[Python-ideas] Python 3000 TIOBE -3%

Sat Feb 11 20:35:28 CET 2012

Masklinn, 11.02.2012 17:18:
> On 2012-02-11, at 13:53 , Stefan Behnel wrote:
>> Well, except for the cases where that didn't work. Remember that implicit
>> encoding behaves in a platform dependent way in Python 2, so even if your
>> code runs on your machine doesn't mean it will work for anyone else.
> 
> Sure, I said it allowed you, not that this allowance actually worked.
> 
>>> And using latin-1 in that context looks and feels weird/icky, the file is not
>>> encoded using latin-1, the encoding just happens to work to manipulate bytes as
>>> ascii text + non-ascii stuff.
>>
>> Correct. That's precisely the use case described above.
> 
> Yes, but now instead of just ignoring that stuff you have to actively and
> knowingly lie to Python to get it to shut up.

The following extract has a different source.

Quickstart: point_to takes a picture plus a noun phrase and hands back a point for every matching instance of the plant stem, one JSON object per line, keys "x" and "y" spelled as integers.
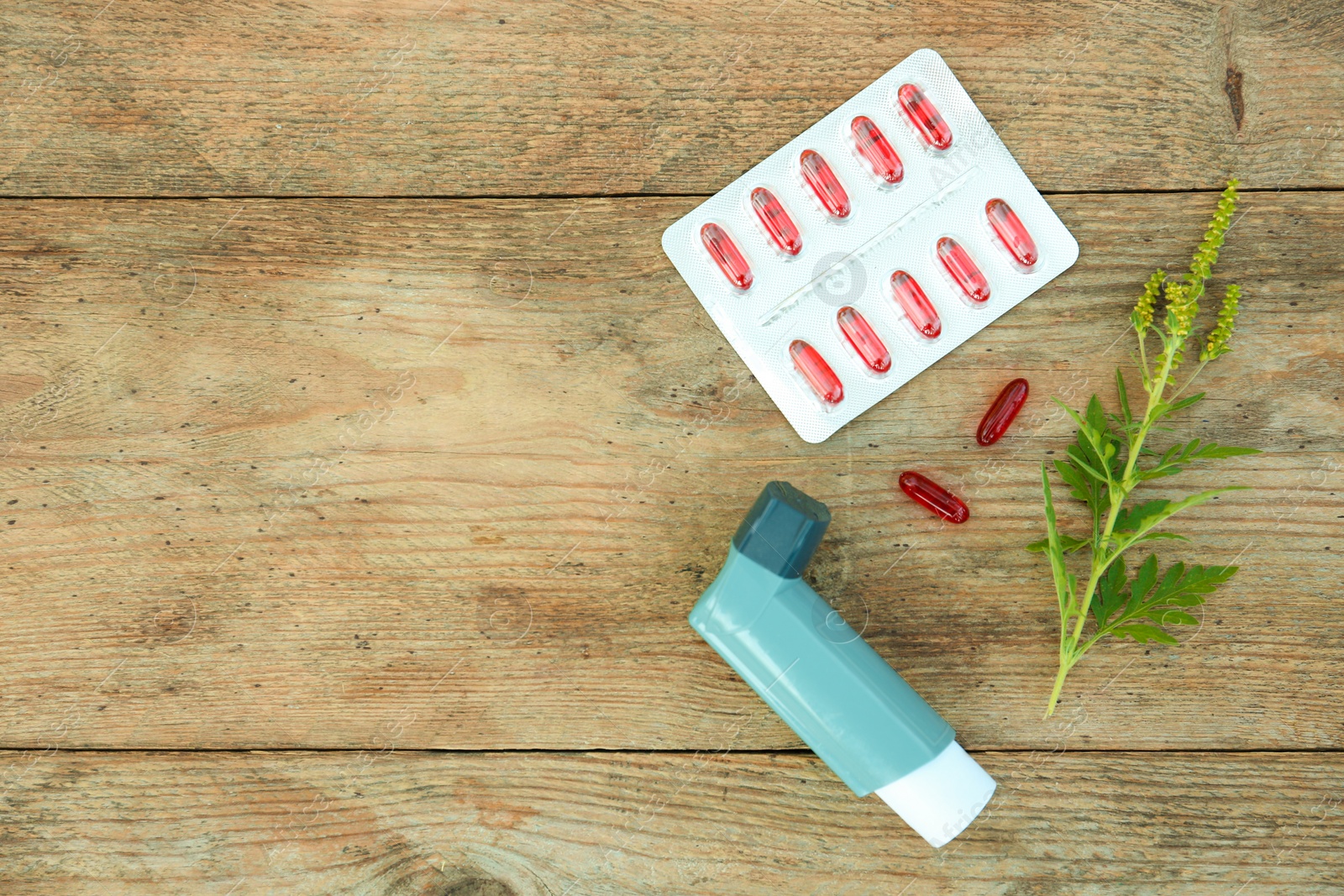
{"x": 1068, "y": 652}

The advantage is that it becomes explicit what you are doing. In Python 2,
without any encoding, you are implicitly assuming that the encoding is
Latin-1, because that's how you are processing it. You're just not spelling
it out anywhere, thus leaving it to the innocent reader to guess what's
happening. In Python 3, and in better Python 2 code (using codecs.open(),
for example), you'd make it clear right in the open() call that Latin-1 is
the way you are going to process the data.

>> Besides, it's perfectly possible to process bytes in Python 3. You just
>> have to open the file in binary mode and do the processing at the byte
>> string level.
> 
> I think that's the route which should be taken

Oh, absolutely not. When it's text, it's best to process it as Unicode.

Stefan